Hilarity Ensues
- Author: Tucker Max
- Language: English
- Genre: Non-fiction / Fratire
- Publisher: Simon & Schuster
- Publication date: February 7, 2012
- Publication place: United States
- Pages: 416
- ISBN: 1-4516-6903-8
- Preceded by: Assholes Finish First

= Hilarity Ensues =

2012 book by Tucker Max

Hilarity Ensues (2012) is the third New York Times best selling book by Tucker Max. It chronicles his stories of drunken debauchery and ridiculous antics and debuted at #2 on the New York Times Bestseller List. Hilarity Ensues is the third installment of his fratire trilogy, preceded by I Hope They Serve Beer in Hell and Assholes Finish First.

==Background==
Hilarity Ensues is similar in style and content to Max's two previous published works, and expands upon the "Miss Vermont" story originally mentioned in I Hope They Serve Beer in Hell. Hilarity Ensues also includes a section where he recounts sexts he received after making his personal phone number public. Max has announced that the release of Hilarity Ensues marked his retirement from fratire, stating, “I’m just gonna move to another area of my life where I focus on different things, but I had a great time and I don’t really regret any of it, I just wanted to do something different now.”

==Synopsis==
Hilarity Ensues opens with stories that Tucker experienced living and working in Cancun while still enrolled in as a full-time student at Duke Law School. It continues through to his attendance at friends' weddings and bachelor parties. The following stories are included in Hilarity Ensues:

- "The Cancun Stories"
- "Drugs Are Bad, Mmmkay?"
- "Why Halloween Is Awesome"
- "Fat Girls Cross Tucker, Hilarity Ensues"
- "The Deadliest Vacation"
- "Sexting With Tucker Max: Mean"
- "The Fight Stories"
- "Meet My Friend Hate"
- "Tucker Ruins A Wine Tasting"
- "The Ex-Girlfriend Threesome Fallout"
- "In the Trunk"
- "The (Almost Banned, Now Complete) Miss Vermont Story"
- "Tucker Max: Knee Abuser"
- "Sexting with Tucker Max: A/S/Location, Location, Location"
- "The Law School Weddings and Bachelor Parties"

==Release and marketing==
The marketing for Hilarity Ensues was well-publicized for its scandalous nature. Of particular note was Max's use of SponsoredTweets.com, where he attempted to simultaneously embarrass A-list celebrities and promote the third installment to his fratire series. Celebrities involved in this prank included Chris Rock, Snooki, and Nick Cannon, among others—with a tweet from Kim Kardashian reading: "I loved Tucker Max's new book because it's a lot like the men I date: black on the outside, full of dirty words and insults on the inside." Ultimately, Max was banned from Twitter due to “ethics violations.”

Max also attempted to donate $500,000 to Planned Parenthood in Texas. Although initially accepting his offer, Planned Parenthood denied his donation after coming to the conclusion that the perception of his donation may reflect poorly on the organization.
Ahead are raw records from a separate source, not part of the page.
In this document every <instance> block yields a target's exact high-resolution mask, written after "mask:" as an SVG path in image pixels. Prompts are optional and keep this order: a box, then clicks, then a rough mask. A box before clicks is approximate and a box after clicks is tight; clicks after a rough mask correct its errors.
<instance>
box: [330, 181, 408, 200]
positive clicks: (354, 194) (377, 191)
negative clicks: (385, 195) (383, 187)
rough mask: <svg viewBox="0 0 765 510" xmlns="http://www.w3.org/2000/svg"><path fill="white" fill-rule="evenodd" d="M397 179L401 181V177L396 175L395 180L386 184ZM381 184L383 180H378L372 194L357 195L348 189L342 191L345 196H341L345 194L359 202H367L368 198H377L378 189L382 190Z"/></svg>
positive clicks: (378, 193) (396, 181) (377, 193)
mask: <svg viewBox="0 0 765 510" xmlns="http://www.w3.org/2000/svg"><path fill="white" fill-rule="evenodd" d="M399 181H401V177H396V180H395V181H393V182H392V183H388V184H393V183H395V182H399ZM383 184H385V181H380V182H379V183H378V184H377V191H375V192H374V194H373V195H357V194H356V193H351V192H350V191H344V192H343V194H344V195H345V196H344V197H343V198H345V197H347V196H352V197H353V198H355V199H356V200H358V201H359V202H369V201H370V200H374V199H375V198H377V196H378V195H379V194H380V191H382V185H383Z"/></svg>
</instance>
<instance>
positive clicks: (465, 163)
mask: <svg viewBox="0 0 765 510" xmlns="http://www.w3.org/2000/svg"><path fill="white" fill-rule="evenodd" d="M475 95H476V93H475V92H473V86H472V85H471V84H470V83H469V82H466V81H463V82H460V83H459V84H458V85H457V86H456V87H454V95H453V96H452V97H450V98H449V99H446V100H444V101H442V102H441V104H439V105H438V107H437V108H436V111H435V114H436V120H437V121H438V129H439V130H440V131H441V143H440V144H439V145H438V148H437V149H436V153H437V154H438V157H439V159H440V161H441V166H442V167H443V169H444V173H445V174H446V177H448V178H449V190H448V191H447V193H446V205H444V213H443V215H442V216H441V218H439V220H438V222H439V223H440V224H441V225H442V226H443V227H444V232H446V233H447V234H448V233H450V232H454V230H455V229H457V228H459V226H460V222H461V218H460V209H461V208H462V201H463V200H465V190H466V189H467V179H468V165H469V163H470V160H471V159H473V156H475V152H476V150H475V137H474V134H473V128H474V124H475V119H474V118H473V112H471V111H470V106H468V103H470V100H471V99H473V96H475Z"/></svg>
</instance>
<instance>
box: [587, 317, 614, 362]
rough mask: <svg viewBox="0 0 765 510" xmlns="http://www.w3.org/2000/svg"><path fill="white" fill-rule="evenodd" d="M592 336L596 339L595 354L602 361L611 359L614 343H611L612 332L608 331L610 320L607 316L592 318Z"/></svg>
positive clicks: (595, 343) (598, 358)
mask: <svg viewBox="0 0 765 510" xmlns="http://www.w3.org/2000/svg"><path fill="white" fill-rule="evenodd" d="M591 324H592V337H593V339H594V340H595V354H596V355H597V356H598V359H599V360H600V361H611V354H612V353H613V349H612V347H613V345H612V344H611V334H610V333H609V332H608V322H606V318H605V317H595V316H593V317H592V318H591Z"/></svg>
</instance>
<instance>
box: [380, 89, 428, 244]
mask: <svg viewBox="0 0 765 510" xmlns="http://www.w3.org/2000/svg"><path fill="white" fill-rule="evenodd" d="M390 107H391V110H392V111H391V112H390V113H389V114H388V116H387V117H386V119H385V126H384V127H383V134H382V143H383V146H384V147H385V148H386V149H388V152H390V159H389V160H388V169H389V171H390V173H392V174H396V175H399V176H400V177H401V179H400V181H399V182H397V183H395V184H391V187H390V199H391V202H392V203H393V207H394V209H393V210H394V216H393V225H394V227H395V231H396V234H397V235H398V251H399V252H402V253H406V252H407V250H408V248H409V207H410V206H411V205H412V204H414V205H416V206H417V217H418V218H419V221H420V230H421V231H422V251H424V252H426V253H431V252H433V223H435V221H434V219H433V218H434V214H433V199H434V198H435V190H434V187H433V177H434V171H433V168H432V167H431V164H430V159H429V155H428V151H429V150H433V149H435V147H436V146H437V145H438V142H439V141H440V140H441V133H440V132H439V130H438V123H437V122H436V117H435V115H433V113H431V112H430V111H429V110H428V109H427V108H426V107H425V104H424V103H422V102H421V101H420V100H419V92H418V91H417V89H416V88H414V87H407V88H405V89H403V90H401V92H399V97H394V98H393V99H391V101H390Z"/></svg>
The failed donation was profiled in a Forbes article by Ryan Holiday, Max's publicist, and received coverage in The Huffington Post, TIME, Slate, and Jezebel, among others, which helped to draw attention to Max's book.

On the date of Hilarity Ensues publication, Max simultaneously released his fourth book, Sloppy Seconds: The Tucker Max Leftovers for free online. He stated, "I’ve sold millions of books because of the support of my fans, so I felt like I should give something back to them. What could they possibly want more than a free book of stories? So thats my gift to you, as a thank you for supporting me and buying my other three books."

==Reception==
Hilarity Ensues received mostly favorable reviews, and debuted on the best seller lists of The New York Times, The Wall Street Journal and USA Today. Kirkus Reviews dismisses Max's work as "repetitious barhopping stories." Others however cite similar reasons as strengths, with Barnes & Noble writing, "This all-new collection of Tucker Max stories will refresh fans of his website and his bestselling Assholes Finish First and I Hope They Serve Beer in Hell. These outrageous stories of bachelor parties, wedding receptions, Mexican sojourns, and law school roommates might make you wish that you could live at least briefly on the wild side." Alec Bemis of Book Forum, spoke of the quality of Hilarity Ensues beyond simple frat-boy humor, writing, "The best test of a book is not the seduction of a well-planned first sentence; it is how well the book satisfies expectations at the bitter end. By this measure, Tucker Max’s third book, Hilarity Ensues, is a great read."